Subsidi Makin Membengkak, Ini Opsi Selain Menaikkan Harga BBM
Ilustrasi. (Foto: Dok. Antara)

Bagikan:

JAKARTA - Direktur Center of Economic and Law Studies (Celios) Bhima Yudhistira Adhinegara menyebut pemerintah memiliki opsi lain selain menaikkan harga BBM untuk menekan anggaran subsidi yang makin membengkak dan mengatasi stok BBM yang semakin menipis.

"Kenaikan harga pertalite disatu sisi akan meringankan beban APBN, tapi disisi yang lain pemerintah wajib meningkatkan dana belanja sosial sebagai kompensasi kepada orang miskin dan rentan miskin atas naiknya harga BBM subsidi. Jadi ini ibarat hemat di kantong kanan, tapi keluar dana lebih besar di kantong kiri," ujarnya kepada VOI, Jumat 19 Agustus.

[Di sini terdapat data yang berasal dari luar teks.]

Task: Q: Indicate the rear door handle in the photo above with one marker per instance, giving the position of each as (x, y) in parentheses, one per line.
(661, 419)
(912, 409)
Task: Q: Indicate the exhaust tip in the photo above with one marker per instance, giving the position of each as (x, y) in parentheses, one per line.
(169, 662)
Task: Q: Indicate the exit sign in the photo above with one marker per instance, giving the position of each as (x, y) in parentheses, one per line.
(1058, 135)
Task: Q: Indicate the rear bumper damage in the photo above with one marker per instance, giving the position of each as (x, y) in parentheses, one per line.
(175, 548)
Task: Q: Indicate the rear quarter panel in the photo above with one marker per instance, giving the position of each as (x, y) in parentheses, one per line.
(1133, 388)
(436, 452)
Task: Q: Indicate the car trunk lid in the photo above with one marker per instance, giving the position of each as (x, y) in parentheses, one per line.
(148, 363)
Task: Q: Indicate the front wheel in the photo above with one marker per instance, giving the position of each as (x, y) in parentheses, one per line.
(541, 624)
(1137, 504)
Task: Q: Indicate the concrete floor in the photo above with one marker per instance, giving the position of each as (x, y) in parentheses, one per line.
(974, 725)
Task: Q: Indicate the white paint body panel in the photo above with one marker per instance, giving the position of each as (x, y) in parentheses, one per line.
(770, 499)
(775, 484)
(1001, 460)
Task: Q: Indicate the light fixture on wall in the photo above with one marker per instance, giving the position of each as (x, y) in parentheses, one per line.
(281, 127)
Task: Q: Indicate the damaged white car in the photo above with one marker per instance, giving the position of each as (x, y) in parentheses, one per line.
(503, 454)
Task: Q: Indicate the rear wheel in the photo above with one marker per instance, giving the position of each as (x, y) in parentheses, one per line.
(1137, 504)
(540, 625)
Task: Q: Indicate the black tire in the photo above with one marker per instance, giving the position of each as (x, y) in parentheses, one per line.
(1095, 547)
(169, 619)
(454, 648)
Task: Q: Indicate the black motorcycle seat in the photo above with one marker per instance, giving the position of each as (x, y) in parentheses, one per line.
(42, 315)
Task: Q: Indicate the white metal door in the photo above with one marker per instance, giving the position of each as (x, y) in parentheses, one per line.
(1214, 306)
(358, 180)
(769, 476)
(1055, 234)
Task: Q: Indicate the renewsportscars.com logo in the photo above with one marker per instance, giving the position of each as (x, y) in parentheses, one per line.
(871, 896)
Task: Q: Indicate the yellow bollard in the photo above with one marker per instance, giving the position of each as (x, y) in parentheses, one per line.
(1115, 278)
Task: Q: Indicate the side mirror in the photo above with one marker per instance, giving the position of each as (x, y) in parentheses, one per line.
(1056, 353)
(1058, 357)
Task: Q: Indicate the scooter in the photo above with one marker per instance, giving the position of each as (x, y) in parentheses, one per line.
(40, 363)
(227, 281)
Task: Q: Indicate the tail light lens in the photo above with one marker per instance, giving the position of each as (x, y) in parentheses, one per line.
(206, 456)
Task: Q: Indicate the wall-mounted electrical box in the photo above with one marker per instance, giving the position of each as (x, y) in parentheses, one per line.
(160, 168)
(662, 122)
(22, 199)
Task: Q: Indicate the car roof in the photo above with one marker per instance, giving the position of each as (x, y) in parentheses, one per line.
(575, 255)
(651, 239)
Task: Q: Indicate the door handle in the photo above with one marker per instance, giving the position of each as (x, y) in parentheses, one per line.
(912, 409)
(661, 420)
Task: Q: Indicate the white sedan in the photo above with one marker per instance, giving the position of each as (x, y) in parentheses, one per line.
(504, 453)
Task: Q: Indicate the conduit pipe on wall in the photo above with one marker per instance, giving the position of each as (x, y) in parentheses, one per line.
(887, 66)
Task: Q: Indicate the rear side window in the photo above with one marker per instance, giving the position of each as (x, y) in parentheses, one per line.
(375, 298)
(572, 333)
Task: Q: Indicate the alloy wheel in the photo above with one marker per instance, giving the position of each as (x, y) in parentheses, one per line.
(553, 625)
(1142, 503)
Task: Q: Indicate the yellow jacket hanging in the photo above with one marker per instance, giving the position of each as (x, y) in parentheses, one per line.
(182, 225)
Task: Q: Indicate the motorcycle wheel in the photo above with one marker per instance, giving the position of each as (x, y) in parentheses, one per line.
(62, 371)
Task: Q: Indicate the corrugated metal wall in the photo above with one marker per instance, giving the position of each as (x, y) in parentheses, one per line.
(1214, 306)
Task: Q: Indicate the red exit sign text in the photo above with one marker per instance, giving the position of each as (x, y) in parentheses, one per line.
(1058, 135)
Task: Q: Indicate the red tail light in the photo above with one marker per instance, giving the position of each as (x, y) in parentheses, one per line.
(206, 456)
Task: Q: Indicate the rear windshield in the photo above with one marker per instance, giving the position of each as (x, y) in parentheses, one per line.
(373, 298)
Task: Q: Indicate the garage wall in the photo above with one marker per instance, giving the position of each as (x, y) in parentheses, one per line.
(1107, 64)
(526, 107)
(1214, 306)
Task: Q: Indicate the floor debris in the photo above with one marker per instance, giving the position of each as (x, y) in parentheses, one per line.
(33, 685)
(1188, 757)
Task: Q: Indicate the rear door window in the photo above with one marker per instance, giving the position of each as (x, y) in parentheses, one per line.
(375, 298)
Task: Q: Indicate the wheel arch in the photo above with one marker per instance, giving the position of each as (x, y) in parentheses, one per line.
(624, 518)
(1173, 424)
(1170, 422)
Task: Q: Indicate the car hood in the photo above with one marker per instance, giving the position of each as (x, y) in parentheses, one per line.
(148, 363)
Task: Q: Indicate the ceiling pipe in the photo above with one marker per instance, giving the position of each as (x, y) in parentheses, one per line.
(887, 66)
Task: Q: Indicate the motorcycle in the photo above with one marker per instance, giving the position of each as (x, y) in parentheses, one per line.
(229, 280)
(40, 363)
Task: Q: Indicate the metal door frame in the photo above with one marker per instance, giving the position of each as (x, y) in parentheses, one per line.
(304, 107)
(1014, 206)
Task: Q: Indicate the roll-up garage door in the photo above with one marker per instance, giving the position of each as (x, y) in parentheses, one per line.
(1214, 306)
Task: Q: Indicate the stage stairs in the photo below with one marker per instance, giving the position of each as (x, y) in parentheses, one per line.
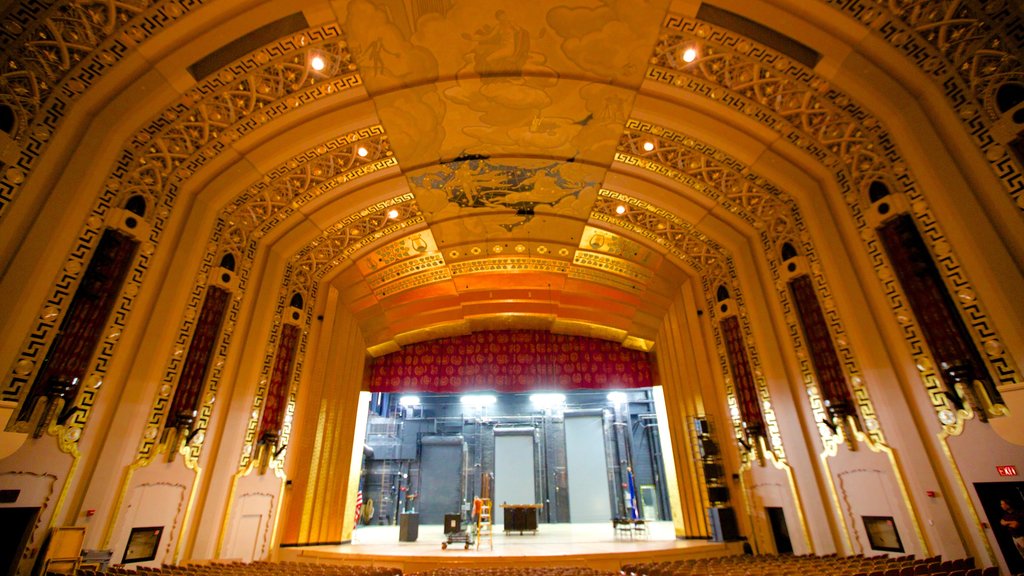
(484, 524)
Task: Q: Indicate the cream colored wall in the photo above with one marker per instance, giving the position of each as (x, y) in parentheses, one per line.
(41, 228)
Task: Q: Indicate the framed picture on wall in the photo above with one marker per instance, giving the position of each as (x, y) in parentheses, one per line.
(1004, 505)
(142, 544)
(882, 533)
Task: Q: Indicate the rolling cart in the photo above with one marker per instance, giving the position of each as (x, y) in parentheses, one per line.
(454, 532)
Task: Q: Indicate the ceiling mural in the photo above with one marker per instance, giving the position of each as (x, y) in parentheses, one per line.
(503, 122)
(461, 79)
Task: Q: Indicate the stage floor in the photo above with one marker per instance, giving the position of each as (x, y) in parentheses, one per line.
(593, 545)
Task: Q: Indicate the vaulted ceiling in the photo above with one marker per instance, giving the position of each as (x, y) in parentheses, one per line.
(451, 165)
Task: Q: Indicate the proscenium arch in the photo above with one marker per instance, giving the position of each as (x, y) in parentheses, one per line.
(199, 180)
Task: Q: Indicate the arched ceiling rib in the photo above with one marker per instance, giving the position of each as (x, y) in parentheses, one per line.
(503, 122)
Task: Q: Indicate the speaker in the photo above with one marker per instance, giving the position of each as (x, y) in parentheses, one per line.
(294, 316)
(718, 494)
(795, 266)
(128, 222)
(713, 470)
(708, 448)
(723, 525)
(223, 278)
(887, 207)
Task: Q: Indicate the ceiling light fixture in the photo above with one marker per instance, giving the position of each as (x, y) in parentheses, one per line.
(478, 401)
(547, 400)
(617, 397)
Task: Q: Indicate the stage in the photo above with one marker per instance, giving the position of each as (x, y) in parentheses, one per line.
(592, 545)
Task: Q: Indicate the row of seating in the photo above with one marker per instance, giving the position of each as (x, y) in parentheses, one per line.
(546, 571)
(830, 565)
(802, 565)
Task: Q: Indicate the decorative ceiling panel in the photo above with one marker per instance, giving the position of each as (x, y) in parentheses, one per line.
(453, 78)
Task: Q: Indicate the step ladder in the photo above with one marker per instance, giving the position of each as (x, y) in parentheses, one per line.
(484, 526)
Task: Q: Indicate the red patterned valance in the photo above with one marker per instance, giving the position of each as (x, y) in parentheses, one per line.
(511, 361)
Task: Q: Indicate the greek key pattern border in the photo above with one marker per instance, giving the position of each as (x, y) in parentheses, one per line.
(716, 268)
(777, 218)
(826, 124)
(159, 158)
(54, 52)
(303, 275)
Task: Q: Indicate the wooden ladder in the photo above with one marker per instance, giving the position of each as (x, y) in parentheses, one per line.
(484, 526)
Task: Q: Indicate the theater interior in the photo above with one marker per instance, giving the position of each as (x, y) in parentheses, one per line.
(728, 277)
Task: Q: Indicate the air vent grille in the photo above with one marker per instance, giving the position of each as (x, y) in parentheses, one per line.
(760, 33)
(252, 41)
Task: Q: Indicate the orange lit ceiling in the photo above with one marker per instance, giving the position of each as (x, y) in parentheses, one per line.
(504, 120)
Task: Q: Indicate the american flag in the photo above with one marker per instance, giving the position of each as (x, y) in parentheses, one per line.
(358, 505)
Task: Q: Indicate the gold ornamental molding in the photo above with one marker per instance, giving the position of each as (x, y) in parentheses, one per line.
(302, 276)
(825, 123)
(161, 156)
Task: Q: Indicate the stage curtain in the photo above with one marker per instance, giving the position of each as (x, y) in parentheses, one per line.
(185, 402)
(511, 361)
(823, 357)
(742, 379)
(281, 377)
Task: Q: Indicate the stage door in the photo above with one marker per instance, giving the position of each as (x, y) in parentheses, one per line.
(514, 475)
(440, 479)
(587, 468)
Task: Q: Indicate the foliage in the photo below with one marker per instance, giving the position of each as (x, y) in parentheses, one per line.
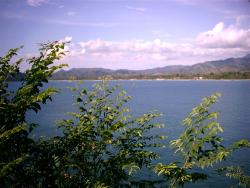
(104, 143)
(14, 130)
(200, 146)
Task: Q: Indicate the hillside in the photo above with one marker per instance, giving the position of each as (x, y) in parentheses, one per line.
(230, 65)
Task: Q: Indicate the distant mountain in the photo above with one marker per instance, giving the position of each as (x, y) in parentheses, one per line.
(220, 66)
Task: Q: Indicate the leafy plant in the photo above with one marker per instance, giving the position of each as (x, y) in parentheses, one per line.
(103, 143)
(15, 145)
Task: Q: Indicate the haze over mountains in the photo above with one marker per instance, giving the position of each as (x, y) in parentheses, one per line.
(220, 66)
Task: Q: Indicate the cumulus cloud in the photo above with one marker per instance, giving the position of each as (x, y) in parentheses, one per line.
(218, 43)
(35, 3)
(224, 37)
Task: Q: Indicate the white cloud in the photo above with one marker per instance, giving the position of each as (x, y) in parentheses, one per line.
(218, 43)
(224, 37)
(71, 13)
(35, 3)
(139, 9)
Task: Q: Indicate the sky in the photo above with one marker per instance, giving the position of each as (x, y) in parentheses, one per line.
(128, 34)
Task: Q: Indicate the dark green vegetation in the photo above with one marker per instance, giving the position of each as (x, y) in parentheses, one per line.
(102, 145)
(232, 68)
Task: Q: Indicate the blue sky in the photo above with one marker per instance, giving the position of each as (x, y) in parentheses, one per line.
(133, 34)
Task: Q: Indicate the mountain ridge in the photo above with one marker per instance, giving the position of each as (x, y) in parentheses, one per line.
(241, 64)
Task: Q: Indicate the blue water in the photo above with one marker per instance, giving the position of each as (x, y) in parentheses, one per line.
(174, 99)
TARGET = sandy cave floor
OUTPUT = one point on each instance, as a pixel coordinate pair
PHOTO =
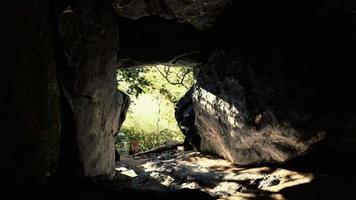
(222, 179)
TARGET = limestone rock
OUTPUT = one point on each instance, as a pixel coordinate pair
(228, 126)
(200, 13)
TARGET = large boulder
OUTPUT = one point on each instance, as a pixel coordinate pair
(89, 33)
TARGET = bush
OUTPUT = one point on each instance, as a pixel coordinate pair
(147, 140)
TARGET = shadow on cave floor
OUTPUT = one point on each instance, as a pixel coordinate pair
(319, 175)
(180, 175)
(81, 188)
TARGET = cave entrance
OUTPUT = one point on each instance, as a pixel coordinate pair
(150, 120)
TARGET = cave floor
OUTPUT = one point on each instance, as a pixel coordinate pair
(221, 179)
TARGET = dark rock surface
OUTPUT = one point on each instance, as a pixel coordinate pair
(275, 77)
(90, 44)
(185, 116)
(273, 87)
(199, 13)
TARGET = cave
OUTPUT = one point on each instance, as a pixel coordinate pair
(274, 91)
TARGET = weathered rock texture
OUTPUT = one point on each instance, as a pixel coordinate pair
(275, 76)
(89, 34)
(199, 13)
(273, 87)
(231, 129)
(185, 116)
(62, 109)
(30, 122)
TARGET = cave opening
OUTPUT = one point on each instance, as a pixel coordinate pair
(150, 120)
(273, 102)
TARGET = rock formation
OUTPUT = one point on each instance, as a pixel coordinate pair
(275, 78)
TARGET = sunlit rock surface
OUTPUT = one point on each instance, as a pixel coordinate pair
(233, 130)
(213, 175)
(89, 38)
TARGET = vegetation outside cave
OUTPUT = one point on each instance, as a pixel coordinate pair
(154, 91)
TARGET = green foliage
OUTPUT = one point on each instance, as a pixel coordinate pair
(136, 82)
(147, 140)
(150, 119)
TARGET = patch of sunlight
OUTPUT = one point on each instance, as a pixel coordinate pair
(154, 91)
(289, 179)
(125, 171)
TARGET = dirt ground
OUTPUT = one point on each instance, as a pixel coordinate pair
(223, 180)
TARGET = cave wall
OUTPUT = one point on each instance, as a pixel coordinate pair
(89, 36)
(279, 81)
(62, 108)
(30, 108)
(275, 77)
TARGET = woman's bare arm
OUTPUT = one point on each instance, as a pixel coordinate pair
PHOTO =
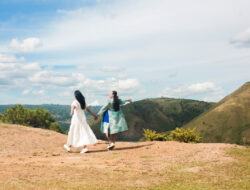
(72, 110)
(88, 110)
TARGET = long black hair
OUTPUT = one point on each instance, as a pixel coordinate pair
(80, 98)
(116, 105)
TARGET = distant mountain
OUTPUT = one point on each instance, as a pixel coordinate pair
(160, 114)
(228, 121)
(61, 113)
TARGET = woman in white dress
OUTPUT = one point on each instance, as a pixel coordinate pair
(80, 134)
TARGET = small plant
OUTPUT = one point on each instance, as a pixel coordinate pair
(151, 135)
(184, 135)
(181, 135)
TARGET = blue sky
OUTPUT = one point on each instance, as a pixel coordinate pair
(195, 49)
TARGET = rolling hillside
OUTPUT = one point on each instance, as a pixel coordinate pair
(160, 114)
(34, 159)
(228, 121)
(59, 112)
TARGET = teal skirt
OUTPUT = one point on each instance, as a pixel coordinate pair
(114, 122)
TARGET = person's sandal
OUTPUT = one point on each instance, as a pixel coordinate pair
(67, 147)
(85, 150)
(111, 146)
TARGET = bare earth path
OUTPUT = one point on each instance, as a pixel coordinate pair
(35, 159)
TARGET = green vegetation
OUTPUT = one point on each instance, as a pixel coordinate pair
(181, 135)
(228, 121)
(151, 135)
(184, 135)
(159, 114)
(59, 112)
(37, 118)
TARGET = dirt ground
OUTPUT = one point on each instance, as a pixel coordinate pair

Beberapa opsi tersebut antara lain, pertama, pemerintah diminta memperketat pengawasan solar subsidi untuk kendaraan angkutan di perusahaan pertambangan dan perkebunan skala besar.

"Selama ini tingkat kebocoran solar masih terjadi, dan lebih mudah mengawasi distribusi solar dibandingkan pengawasan bbm untuk kendaraan pribadi karena jumlah angkutan jauh lebih sedikit dibanding mobil pribadi," kata Bhima.

Menurutnya, penghematan dari pengawasan distribusi solar subsidi cukup membantu penghematan anggaran.

Kedua, ia menyarankan pemerintah untuk mendorong pembangunan jaringan gas (jargas) untuk menggantikan ketergantungan terhadap impor elpiji 3kg.

"Jaringan gas juga bermanfaat untuk mempersempit celah subsidi ke rumah tangga mampu," imbuhnya.

Ketiga, ia juga meminta pemerintah untuk menunda proyek infrastruktur dan mengalokasikan dana untuk menambah alokasi subsidi energi serta mengalihkan sebagian dana PEN untuk subsidi energi.

Kelima, penghematan belanja pegawai, belanja barang dan jasa, termasuk transfer ke daerah masih bisa dilakukan. Pemerintah juga dibekali dengan UU darurat keuangan di mana pergeseran anggaran tanpa persetujuan DPR.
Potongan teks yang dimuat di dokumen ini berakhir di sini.